TRU Law sent five students to participate in the Kawaskimhon Moot, a non-adversarial, consensus-based negotiation moot. This year’s moot was hosted in Halifax, Nova Scotia, at Dalhousie University’s Schulich School of Law TRU Law alumni and local lawyer Chrystie Stewart and TRU Law faculty member Nicole Schabus coached the TRU Law team.

This year’s negotiation focused on child welfare services. TRU Law was tasked with representing various parties to reform the First Nations Child and Family Services Program, amongst other issues. The negotiation was based on a 2007 human rights complaint against Canada on this issue. The team found that the Kawaskimhon Moot was “an incredible learning opportunity, allowing team members to practice their negotiation skills while meaningfully engaging with Indigenous social and legal issues.”

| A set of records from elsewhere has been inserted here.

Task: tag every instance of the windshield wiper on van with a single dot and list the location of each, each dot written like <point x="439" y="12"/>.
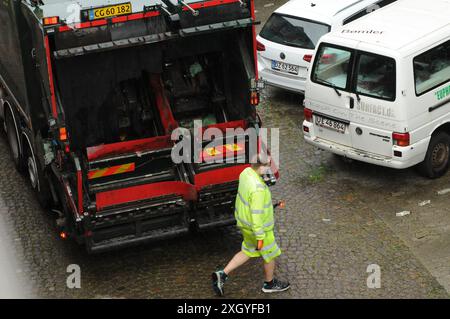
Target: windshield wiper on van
<point x="296" y="45"/>
<point x="330" y="84"/>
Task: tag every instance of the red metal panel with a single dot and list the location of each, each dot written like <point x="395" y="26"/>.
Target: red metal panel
<point x="143" y="192"/>
<point x="165" y="113"/>
<point x="50" y="77"/>
<point x="142" y="145"/>
<point x="223" y="152"/>
<point x="80" y="191"/>
<point x="219" y="176"/>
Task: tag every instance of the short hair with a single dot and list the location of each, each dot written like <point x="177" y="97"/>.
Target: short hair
<point x="259" y="159"/>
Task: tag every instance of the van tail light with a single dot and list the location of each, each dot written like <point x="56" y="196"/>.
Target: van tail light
<point x="328" y="58"/>
<point x="50" y="21"/>
<point x="401" y="139"/>
<point x="63" y="134"/>
<point x="307" y="58"/>
<point x="308" y="114"/>
<point x="260" y="46"/>
<point x="254" y="98"/>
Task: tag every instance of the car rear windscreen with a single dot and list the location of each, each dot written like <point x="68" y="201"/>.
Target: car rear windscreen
<point x="293" y="31"/>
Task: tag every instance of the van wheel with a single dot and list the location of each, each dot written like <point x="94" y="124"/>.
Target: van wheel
<point x="36" y="175"/>
<point x="13" y="141"/>
<point x="437" y="158"/>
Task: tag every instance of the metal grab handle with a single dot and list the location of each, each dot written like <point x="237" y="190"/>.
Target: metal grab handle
<point x="194" y="12"/>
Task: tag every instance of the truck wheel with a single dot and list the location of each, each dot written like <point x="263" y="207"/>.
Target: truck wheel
<point x="437" y="158"/>
<point x="36" y="174"/>
<point x="12" y="131"/>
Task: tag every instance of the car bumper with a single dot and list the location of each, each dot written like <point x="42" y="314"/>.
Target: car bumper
<point x="283" y="81"/>
<point x="410" y="156"/>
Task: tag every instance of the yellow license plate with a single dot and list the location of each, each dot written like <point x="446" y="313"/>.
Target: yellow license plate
<point x="110" y="11"/>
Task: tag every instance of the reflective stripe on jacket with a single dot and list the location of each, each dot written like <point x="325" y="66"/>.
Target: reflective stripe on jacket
<point x="254" y="208"/>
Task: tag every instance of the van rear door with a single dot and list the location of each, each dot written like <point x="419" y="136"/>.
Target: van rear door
<point x="328" y="93"/>
<point x="374" y="116"/>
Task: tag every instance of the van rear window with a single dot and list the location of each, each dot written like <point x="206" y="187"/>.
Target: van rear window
<point x="432" y="68"/>
<point x="293" y="31"/>
<point x="372" y="75"/>
<point x="332" y="67"/>
<point x="375" y="76"/>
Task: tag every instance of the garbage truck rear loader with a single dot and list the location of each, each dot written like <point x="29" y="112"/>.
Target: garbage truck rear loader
<point x="92" y="98"/>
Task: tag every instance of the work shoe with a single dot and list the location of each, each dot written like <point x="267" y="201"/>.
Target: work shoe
<point x="275" y="286"/>
<point x="219" y="278"/>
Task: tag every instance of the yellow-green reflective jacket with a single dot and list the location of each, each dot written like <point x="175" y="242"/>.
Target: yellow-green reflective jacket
<point x="254" y="209"/>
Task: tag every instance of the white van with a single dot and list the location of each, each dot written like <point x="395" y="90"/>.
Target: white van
<point x="379" y="88"/>
<point x="287" y="41"/>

The TRU Law Moots Committee thanks Thompson Rivers University, and the Dr. Jen Sherman Innovation Competition Prize Endowment for supporting the costs to participate in the Kawaskimhon Negotiation Moot.

MacIntyre/Sopinka Cup Moot

MacIntyre team

MacIntyre Team 1: Frank Caputo (Coach), Nicole Urban (2L), Raymond Gallelli (2L), Donald Mann (Coach)

TRU Law competed in the MacIntyre Cup in February 2019. As hosts, TRU Law entered two teams, both coached by Frank Caputo, a local prosecutor, and Don Mann, a retired prosecutor. The team was supported by Casandra Tam (3L) and Jayde Neifer (3L), former MacIntyre mooters.

Betti White (3L) and Vincent Li (2L) finished second at the MacIntyre Cup, and were awarded the right to represent TRU Law at the national Sopinka Cup. Although Betti and Vincent originally represented the defendant at the MacIntyre Cup, they were required to switch to representing the Crown at the Sopinka Cup.

In switching positions, Betti White (3L) discovered the “great benefit in learning the balance and skill of seeing both sides.” She was delighted to “develop a demeanour that is reflective of the Crown’s duty.” In the end, Betti felt that the experience was “incredibly validating.”

At the Sopinka Cup, Vincent Li (2L) was excited to meet three Supreme Court of Canada Justices (Justices Moldaver, Côté, and Rowe) at the Supreme Court of Canada Reception. He felt that the Sopinka Cup was the “best place to engage with the country’s next generation of talented litigators.”